R1200C と R1100S を除いて、脱着が簡単なエアクリーナーエレメント。乾式なので高圧エアで汚れを吹き飛ばす。走行距離10,000キロに一回は交換したい。同時にエアボックス内に砂などが浸入していることがあるので、掃除機で吸い出す。
フューエルホースの断面や表面に割れやヒビなどがあれば即交換。替えるならフューエルタンク内のホースを含めて全て新調したい。インジェクションの場合、フューエルホースには3ber 以上(タイヤの空気圧より高い)の圧力がかかっているため、わずかのヒビからでもリークしやすい。ホースは金属製バンドの締め付けによって各部に接続されている。ホースが硬化して弾力が無くなり、締結力が下がって、最悪の場合圧力に負けて抜ける可能性もある。ホースを替える時はバンドも新調するのが基本だ。カシメ式からねじ込み式バンドに替えることもある。
タンク内のフューエルポンプユニット。ポンプ、フィルター、フューエルゲージ等が一体となっている。
タンク最下部の吸い込み口には細かい網目の1次フィルターが付く。これが破れると異物がポンプに噛んでトラブルの原因となる。
ポンプ本体は滅多に壊れないが、長期間動かさないとガソリンがヤニ化して固着することがある。
ポンプで圧送されたガソリンは2次フィルターを通過する。製造年月が印刷されているので交換の目安とする。交換しなくても一旦外して矢印と逆方向にエアを吹いて掃除する。汚れもあるが、タンク内の塗装が剥離して詰まることがある。また、結露した水がたまっていることが多々ある。オイルフィルターのように詰まったときのバイパス回路を持たないので、エンジン不調の原因に。
この短いホースも交換する。ホースバンドもカシメ式なので再使用しない。古くなるとカシメ部分からリークして燃圧が下がり、高速域でパワーダウンを起こすことがある。
U字型のホースも交換。ユニット~タンク間のOリングも含め、ゴム部品は再使用しない。定期交換部品のひとつだが、見逃されやすい部品。
インジェクター。通電によって開閉するシンプルな電磁弁で、寿命は長い。ただし、長期放置によるガソリンのヤニ化によって、詰まり気味で吐出量が少なく薄くなったり、閉まりが悪くて濃くなることがある。

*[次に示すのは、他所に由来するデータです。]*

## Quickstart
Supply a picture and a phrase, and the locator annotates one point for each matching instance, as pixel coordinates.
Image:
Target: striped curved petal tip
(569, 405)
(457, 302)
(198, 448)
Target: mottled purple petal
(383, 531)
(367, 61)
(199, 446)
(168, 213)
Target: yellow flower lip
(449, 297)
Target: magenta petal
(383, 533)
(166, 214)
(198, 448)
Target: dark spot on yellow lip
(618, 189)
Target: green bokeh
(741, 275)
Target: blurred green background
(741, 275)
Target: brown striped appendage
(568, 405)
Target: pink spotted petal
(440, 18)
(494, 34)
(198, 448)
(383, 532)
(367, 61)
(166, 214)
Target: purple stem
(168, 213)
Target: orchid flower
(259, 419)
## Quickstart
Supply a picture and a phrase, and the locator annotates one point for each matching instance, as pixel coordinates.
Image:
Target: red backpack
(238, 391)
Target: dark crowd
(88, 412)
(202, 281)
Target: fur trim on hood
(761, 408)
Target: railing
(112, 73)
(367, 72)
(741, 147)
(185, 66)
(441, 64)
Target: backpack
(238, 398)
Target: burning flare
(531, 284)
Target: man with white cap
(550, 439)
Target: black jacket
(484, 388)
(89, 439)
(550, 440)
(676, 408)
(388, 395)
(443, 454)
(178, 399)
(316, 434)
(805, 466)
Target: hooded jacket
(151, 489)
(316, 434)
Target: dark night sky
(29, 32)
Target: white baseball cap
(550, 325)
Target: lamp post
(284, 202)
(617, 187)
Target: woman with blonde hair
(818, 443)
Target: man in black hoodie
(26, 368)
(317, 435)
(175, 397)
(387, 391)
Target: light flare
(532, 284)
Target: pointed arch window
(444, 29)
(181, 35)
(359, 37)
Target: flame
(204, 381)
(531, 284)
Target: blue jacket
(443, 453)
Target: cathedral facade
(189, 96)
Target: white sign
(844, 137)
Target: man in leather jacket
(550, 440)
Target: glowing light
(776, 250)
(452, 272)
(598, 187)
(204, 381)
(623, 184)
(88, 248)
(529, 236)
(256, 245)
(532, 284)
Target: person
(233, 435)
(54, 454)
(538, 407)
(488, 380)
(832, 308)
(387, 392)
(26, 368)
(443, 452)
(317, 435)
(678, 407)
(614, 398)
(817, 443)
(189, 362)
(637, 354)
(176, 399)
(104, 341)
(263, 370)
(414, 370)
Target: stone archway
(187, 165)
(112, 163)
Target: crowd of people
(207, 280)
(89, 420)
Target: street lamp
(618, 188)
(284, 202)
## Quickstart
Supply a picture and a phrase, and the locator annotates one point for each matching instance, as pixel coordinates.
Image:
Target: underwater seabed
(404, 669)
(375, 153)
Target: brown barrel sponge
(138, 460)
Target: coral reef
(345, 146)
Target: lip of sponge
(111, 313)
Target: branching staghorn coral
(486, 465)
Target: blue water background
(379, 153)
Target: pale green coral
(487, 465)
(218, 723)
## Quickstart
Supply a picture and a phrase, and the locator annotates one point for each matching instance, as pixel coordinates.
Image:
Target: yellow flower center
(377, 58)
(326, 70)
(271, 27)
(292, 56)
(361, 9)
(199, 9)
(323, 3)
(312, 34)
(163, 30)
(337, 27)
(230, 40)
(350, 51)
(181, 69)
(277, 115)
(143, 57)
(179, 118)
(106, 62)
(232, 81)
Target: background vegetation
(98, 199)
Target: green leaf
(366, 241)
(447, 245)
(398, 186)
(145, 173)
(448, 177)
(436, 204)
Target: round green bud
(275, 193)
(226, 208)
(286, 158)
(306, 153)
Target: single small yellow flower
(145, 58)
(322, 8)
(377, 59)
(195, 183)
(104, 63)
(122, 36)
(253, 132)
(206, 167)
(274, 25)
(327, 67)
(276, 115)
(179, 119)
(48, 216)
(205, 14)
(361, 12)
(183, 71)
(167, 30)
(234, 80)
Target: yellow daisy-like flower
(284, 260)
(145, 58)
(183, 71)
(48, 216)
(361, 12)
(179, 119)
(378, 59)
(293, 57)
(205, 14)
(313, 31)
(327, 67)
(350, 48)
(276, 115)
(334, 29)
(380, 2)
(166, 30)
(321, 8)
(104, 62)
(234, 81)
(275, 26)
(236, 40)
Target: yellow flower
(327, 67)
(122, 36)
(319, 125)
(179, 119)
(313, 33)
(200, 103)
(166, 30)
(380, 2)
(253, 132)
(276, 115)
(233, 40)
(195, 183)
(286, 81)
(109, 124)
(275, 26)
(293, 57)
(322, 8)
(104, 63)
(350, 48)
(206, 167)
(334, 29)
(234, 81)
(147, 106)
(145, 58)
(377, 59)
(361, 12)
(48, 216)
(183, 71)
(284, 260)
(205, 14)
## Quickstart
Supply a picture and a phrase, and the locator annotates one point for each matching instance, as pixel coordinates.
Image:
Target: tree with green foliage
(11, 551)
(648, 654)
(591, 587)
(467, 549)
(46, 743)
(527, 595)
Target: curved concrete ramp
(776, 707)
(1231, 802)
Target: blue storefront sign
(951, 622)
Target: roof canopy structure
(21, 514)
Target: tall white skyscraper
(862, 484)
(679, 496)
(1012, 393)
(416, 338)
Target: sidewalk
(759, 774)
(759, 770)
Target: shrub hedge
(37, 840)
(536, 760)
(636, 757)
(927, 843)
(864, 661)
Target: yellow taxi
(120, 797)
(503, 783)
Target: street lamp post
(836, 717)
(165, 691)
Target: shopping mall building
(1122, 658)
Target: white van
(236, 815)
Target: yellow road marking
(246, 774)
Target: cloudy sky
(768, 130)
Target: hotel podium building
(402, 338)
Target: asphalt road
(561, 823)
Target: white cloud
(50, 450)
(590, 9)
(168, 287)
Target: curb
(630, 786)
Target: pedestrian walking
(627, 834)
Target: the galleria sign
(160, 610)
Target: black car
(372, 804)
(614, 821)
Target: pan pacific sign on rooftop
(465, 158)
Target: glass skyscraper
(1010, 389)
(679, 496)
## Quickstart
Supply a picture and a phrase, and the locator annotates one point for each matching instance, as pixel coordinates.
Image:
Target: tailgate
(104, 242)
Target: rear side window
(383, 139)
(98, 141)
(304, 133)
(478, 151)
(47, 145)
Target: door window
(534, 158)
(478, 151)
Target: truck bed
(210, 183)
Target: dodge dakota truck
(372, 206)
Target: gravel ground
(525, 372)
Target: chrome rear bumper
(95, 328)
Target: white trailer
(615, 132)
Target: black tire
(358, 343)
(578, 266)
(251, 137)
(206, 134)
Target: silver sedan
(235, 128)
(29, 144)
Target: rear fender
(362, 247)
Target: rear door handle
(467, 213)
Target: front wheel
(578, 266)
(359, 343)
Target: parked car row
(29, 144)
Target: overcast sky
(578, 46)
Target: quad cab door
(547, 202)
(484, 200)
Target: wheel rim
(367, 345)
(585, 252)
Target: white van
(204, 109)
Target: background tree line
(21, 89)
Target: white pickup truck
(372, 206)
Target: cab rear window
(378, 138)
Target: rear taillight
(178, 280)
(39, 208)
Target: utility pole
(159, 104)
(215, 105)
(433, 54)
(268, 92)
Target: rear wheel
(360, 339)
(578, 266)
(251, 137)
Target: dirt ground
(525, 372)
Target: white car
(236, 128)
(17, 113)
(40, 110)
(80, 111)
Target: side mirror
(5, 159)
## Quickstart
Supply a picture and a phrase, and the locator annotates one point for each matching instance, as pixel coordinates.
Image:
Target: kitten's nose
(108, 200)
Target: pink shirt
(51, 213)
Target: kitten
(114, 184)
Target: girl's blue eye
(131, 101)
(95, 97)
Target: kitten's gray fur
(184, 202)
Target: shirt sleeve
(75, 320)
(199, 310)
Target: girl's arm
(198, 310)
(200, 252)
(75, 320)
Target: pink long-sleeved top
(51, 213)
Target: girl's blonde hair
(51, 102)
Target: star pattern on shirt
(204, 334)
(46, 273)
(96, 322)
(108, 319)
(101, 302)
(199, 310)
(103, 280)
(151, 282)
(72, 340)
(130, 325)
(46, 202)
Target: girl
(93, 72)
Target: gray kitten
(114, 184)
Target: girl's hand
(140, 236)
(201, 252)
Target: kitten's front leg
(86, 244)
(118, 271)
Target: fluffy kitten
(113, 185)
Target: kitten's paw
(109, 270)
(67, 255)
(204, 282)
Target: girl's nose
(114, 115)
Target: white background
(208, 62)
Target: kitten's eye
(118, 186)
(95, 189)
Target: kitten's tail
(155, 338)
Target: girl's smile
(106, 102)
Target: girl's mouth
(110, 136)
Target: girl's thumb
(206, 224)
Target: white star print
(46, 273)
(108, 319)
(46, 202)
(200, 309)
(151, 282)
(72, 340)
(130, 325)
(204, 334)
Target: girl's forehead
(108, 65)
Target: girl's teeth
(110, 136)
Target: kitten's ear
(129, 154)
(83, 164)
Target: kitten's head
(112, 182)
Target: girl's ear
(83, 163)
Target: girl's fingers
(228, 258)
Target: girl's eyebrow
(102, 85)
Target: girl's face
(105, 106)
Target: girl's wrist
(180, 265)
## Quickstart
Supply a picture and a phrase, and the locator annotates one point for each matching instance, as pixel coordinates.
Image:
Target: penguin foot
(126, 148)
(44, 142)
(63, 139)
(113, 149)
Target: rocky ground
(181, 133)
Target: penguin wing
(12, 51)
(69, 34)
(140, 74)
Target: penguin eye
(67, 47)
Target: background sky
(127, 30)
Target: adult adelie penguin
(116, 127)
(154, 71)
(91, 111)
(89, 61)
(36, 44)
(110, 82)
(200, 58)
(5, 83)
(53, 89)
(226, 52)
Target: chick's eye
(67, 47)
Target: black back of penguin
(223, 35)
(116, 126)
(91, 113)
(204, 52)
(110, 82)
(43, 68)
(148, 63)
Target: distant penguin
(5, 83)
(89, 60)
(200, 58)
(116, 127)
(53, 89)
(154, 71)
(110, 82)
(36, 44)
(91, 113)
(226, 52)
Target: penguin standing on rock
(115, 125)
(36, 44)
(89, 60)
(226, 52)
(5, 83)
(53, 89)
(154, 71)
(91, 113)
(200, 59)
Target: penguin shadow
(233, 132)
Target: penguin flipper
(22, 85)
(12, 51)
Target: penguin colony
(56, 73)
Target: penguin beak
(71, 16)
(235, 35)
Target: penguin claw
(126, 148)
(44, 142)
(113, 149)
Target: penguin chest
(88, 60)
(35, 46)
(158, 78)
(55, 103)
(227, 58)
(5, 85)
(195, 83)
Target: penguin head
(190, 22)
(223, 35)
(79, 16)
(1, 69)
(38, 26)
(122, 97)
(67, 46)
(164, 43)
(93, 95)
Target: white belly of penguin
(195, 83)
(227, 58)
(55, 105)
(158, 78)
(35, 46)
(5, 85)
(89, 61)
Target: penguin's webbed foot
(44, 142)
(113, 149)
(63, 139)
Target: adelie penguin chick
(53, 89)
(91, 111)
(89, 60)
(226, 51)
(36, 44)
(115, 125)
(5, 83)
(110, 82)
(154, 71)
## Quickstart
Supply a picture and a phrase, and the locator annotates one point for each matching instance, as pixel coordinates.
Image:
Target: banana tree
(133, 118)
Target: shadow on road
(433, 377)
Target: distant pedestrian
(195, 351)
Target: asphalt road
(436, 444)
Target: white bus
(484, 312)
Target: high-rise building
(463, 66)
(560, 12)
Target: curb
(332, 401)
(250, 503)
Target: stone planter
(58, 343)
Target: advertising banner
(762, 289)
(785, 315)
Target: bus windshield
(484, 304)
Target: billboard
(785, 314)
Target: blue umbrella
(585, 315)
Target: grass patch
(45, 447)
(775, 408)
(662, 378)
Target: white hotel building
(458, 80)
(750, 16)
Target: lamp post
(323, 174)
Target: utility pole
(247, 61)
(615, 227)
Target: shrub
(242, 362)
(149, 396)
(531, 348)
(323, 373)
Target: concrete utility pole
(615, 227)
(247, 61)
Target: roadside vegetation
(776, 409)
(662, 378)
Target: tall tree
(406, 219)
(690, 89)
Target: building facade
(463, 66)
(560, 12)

コントロールユニットが壊れて交換した記憶は無い。R1200GS 以降はシステムが一新され、アップデートやプログラミングなどの書き換えやドライバーのインストールができるようになった。
排気系。外見は手入れ次第だが、内部は非常に耐久性が高く、触媒を含めて構造体の腐食はまず無い。排ガス中の酸素濃度を測定するラムダセンサーが不調をきたし、アイドル不調になることがある。